10 April 2017

Virtual Biobank

The World Seed Bank on the island of Svalbard has been supplemented with the Doomsday Library

Marina Astvatsaturyan, Echo of Moscow

The World Bank, a repository of planting material for all agricultural plants existing in the world, was opened under the auspices of the UN in February 2008 in Svalbard in the Norwegian village of Longyearbyen, just a thousand kilometers from the North Pole. The bank was created in order to prevent the complete destruction of seeds of plants of economic importance in the event of global catastrophes, such as the fall of an asteroid, nuclear war or global warming, and therefore the project received the unofficial – media – name "Doomsday Repository". Svalbard was chosen because of permafrost and low tectonic activity in the archipelago area. The storage facility is a system of tunnels located at a depth of 120 to 300 meters on the site of abandoned coal mines. They are equipped with explosion-proof doors and airlock chambers. Seed samples are stored in an aluminum foil wrapper. The preservation of biological material is ensured by permafrost, and additional lowering of the storage temperature to -18 ° C is provided by refrigeration units capable of operating on local coal. Each country has its own compartment in the world seed storage. On March 27 of this year, a library was opened next to the World Seed Bank -a digital archive of worldwide data on valuable genetic material stored in the neighborhood.
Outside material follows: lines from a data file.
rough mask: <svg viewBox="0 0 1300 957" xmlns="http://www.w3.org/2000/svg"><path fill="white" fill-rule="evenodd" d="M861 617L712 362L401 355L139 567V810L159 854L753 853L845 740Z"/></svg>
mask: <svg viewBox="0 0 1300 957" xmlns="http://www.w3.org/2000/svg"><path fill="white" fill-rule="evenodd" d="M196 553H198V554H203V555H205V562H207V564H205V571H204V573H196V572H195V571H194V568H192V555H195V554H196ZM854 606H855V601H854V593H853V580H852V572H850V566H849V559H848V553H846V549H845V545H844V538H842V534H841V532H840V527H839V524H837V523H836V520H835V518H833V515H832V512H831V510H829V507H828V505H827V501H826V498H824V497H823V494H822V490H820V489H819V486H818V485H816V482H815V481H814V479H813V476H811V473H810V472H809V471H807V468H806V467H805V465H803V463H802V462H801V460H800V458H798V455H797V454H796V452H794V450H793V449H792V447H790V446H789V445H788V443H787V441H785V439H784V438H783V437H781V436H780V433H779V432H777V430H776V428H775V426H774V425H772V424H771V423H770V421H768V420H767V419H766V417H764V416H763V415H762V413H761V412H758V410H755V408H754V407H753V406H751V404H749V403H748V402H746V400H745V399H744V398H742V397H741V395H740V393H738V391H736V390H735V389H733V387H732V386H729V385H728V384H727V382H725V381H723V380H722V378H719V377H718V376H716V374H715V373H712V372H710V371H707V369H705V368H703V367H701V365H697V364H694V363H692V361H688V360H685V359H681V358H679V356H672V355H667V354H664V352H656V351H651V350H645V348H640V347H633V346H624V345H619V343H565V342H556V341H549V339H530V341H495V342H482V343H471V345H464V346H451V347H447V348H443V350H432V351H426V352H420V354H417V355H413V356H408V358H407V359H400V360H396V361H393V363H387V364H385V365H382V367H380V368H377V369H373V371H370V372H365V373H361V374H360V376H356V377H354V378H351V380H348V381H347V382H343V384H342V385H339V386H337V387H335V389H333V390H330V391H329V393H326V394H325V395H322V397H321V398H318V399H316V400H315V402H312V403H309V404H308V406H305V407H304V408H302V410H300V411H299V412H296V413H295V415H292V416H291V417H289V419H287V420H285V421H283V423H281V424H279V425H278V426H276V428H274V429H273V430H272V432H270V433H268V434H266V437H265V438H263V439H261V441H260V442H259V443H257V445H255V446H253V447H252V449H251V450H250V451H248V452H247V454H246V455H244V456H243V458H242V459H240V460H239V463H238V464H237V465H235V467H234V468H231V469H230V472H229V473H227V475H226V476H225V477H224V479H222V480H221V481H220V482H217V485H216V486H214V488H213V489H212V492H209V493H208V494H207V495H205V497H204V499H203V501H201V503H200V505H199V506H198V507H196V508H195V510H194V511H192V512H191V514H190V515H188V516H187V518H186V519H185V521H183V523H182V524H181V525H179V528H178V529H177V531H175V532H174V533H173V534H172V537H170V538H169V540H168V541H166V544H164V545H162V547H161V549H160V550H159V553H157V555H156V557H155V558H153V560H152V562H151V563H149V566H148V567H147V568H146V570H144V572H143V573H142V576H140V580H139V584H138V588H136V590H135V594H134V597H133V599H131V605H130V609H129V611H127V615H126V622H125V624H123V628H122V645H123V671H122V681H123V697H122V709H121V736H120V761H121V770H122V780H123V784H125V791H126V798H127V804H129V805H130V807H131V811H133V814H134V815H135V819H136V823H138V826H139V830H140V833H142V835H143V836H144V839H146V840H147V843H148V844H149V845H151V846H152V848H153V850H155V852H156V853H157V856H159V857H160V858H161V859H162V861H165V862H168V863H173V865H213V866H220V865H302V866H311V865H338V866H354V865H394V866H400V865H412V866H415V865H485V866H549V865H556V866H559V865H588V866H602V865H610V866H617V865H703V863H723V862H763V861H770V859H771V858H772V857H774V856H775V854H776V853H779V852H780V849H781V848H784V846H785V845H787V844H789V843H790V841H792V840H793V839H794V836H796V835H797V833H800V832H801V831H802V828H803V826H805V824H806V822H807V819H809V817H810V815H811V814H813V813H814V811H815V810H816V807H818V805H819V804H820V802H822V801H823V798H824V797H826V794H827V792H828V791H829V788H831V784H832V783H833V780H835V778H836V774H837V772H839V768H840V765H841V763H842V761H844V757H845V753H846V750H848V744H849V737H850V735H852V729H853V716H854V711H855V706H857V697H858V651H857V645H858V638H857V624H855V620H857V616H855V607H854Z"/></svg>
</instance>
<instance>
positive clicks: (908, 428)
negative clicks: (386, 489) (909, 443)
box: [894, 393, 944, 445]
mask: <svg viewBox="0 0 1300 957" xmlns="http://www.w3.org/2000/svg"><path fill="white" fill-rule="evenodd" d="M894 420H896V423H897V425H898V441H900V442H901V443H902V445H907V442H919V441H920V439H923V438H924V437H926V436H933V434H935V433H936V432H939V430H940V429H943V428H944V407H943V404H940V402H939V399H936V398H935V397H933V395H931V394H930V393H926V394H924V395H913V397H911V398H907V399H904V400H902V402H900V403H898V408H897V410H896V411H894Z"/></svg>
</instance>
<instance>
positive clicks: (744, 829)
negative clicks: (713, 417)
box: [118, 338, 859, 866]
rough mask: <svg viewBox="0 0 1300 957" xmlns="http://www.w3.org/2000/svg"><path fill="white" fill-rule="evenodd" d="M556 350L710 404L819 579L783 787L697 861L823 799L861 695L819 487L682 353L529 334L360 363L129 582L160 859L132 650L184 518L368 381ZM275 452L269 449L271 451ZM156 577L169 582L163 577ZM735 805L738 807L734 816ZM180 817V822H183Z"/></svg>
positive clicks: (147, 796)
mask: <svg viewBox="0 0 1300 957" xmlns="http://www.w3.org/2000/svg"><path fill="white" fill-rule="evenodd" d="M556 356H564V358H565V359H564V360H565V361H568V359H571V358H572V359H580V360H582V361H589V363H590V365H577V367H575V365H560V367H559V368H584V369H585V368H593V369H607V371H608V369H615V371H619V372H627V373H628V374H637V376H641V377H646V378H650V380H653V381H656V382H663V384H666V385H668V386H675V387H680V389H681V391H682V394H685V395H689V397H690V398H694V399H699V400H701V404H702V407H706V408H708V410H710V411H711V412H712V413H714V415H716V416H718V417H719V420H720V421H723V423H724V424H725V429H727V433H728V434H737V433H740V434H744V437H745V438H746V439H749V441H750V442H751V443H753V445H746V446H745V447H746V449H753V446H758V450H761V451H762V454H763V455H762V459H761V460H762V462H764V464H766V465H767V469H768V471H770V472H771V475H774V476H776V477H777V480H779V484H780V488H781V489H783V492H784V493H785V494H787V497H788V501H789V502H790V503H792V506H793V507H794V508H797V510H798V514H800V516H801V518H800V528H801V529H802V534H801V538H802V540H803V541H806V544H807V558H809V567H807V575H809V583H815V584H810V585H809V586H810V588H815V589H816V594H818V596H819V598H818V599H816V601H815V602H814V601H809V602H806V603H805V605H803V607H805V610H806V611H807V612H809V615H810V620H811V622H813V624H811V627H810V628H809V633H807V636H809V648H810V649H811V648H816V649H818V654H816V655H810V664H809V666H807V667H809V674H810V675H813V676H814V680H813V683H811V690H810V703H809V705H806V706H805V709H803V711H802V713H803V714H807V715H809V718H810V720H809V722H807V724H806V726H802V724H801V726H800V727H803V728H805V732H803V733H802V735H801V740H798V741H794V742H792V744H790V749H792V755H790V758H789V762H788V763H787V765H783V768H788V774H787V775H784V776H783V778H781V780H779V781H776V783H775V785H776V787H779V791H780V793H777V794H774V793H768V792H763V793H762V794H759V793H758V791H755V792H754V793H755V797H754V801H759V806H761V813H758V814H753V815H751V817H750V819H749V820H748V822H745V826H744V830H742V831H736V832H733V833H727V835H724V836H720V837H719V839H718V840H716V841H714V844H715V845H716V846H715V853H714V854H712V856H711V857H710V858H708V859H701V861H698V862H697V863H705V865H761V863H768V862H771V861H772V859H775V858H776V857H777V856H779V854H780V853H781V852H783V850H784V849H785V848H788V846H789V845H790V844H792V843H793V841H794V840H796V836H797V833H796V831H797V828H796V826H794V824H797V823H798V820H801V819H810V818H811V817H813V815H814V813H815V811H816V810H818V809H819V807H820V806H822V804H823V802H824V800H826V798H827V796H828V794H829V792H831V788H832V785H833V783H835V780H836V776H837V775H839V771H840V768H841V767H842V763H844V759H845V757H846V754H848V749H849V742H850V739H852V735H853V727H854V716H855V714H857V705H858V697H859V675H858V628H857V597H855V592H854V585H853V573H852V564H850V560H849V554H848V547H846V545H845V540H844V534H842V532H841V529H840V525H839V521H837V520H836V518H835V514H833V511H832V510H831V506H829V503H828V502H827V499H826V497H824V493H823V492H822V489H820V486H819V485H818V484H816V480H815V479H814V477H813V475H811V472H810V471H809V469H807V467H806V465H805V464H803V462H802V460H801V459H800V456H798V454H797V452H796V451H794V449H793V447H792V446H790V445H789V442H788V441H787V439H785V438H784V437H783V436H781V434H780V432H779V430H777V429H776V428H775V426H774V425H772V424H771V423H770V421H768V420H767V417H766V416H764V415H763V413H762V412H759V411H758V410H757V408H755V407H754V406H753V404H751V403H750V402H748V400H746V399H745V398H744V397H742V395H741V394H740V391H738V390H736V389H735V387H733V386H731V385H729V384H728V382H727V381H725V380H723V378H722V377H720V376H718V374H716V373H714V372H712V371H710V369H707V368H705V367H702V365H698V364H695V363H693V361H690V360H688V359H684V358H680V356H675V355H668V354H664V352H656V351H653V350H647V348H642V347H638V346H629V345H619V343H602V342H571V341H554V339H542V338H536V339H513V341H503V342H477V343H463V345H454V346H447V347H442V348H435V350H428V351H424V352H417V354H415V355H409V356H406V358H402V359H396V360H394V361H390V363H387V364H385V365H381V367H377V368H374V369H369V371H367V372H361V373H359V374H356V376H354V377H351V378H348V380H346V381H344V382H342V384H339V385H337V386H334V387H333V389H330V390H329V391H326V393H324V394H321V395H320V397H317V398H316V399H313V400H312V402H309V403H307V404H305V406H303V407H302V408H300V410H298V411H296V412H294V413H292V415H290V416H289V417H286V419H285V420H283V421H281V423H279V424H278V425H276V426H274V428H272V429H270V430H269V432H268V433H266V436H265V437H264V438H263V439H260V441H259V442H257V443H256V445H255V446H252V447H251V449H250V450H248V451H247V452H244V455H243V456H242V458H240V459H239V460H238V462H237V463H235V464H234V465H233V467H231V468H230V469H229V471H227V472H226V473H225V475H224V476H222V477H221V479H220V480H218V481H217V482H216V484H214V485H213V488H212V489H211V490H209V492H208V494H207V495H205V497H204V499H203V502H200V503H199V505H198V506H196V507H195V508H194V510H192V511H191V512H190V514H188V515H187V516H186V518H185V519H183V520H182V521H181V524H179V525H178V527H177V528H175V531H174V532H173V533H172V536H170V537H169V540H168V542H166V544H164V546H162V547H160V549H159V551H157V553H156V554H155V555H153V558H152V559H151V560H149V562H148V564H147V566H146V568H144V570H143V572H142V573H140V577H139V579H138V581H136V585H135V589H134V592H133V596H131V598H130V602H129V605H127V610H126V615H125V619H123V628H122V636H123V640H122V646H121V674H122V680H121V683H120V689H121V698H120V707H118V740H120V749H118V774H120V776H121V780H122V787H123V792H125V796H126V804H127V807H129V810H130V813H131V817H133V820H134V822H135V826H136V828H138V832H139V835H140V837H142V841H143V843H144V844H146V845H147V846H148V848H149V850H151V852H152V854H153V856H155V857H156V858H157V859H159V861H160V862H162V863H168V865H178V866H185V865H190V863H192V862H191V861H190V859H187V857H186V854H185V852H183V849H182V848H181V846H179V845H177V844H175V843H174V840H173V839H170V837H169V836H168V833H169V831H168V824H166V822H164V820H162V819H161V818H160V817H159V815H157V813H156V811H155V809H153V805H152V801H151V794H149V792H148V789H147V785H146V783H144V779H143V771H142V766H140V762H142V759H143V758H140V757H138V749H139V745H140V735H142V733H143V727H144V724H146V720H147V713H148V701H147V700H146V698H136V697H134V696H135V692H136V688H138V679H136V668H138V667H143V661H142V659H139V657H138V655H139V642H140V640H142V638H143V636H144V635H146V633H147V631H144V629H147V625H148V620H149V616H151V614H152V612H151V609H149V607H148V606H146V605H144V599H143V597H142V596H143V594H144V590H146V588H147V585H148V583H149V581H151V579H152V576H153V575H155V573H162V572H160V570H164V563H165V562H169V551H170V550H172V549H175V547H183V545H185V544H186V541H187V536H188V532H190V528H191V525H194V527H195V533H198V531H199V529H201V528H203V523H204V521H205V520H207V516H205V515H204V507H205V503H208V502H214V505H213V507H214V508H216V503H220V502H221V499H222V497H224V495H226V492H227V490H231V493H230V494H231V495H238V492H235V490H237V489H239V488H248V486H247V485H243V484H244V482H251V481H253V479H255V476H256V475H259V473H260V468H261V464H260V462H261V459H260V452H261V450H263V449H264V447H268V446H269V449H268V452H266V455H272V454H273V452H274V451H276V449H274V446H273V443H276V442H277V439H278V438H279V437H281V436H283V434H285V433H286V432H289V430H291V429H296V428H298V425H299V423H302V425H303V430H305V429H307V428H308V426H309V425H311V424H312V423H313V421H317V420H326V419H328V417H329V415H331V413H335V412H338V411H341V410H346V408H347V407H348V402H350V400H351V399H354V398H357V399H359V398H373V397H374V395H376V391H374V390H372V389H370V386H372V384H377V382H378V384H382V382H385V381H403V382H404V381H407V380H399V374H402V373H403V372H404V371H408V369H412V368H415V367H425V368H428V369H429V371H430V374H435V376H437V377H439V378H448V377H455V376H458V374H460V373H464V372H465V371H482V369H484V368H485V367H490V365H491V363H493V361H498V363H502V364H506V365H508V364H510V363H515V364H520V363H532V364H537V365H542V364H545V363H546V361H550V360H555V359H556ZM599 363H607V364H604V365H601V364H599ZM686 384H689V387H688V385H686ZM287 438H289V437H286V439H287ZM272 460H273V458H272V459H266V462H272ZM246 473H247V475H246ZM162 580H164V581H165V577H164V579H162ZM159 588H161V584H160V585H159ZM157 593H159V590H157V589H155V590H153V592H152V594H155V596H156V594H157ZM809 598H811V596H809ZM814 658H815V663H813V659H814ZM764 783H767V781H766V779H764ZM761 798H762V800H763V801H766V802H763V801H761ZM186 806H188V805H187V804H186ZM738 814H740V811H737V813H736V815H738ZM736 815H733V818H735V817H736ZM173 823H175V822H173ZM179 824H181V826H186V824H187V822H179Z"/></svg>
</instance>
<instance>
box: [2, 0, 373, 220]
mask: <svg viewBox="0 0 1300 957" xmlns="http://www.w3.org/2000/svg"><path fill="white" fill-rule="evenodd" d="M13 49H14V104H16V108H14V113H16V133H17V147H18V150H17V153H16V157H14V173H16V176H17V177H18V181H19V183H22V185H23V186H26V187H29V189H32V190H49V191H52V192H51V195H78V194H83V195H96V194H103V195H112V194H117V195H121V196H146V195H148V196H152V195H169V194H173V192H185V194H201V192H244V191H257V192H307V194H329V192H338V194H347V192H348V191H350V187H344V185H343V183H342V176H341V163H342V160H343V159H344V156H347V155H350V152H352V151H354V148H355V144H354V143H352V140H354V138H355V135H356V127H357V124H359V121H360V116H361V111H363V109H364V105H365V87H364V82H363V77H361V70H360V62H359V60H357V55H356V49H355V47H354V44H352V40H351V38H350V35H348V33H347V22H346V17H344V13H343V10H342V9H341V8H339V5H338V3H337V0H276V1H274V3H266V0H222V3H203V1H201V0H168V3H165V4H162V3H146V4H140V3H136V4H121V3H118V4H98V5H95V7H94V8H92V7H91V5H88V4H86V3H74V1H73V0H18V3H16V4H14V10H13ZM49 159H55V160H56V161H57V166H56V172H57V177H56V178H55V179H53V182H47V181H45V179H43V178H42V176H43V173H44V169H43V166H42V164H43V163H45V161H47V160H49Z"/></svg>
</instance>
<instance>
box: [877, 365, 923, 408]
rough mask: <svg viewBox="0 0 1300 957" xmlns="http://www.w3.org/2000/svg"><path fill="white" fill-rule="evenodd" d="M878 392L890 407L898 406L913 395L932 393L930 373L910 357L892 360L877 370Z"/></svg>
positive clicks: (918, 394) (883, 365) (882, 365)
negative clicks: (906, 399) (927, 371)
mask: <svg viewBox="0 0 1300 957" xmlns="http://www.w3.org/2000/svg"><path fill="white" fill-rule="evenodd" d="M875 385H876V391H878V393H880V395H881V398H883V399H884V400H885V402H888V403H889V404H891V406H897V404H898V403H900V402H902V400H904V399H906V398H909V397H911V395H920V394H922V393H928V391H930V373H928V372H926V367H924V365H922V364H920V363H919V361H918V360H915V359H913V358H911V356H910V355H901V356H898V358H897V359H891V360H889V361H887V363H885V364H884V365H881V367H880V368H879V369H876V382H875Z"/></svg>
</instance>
The new repository, which was called the Arctic World Archive, has an analog data storage method with a high-tech security system. While digital data is stored as discrete ones and zeros, analog data is a continuous recording of physical signals, like a vinyl record, the grooves and protrusions of which are transformed into music thanks to the needle of the player, explains Live Science. In the Arctic archive, "digital data is stored recorded on a photosensitive film," said Rune Bjerkestrand, founder of the Norwegian technical company Piql and project manager, in a comment to the publication. According to him, the data is mainly presented on the film in the form of large QR codes.

piql_film.jpg

Piql company, established in 2002, is engaged in the conversion of digital data into analog. The saved data will be sent to film recording specialists in the same way as it is done when sending data to a printer using a secure IT data transmission infrastructure. Once printed, physical rolls of film cannot be edited, and they cannot be hacked like digital data. As Bjerkestrand says, the film data is "as if carved in stone."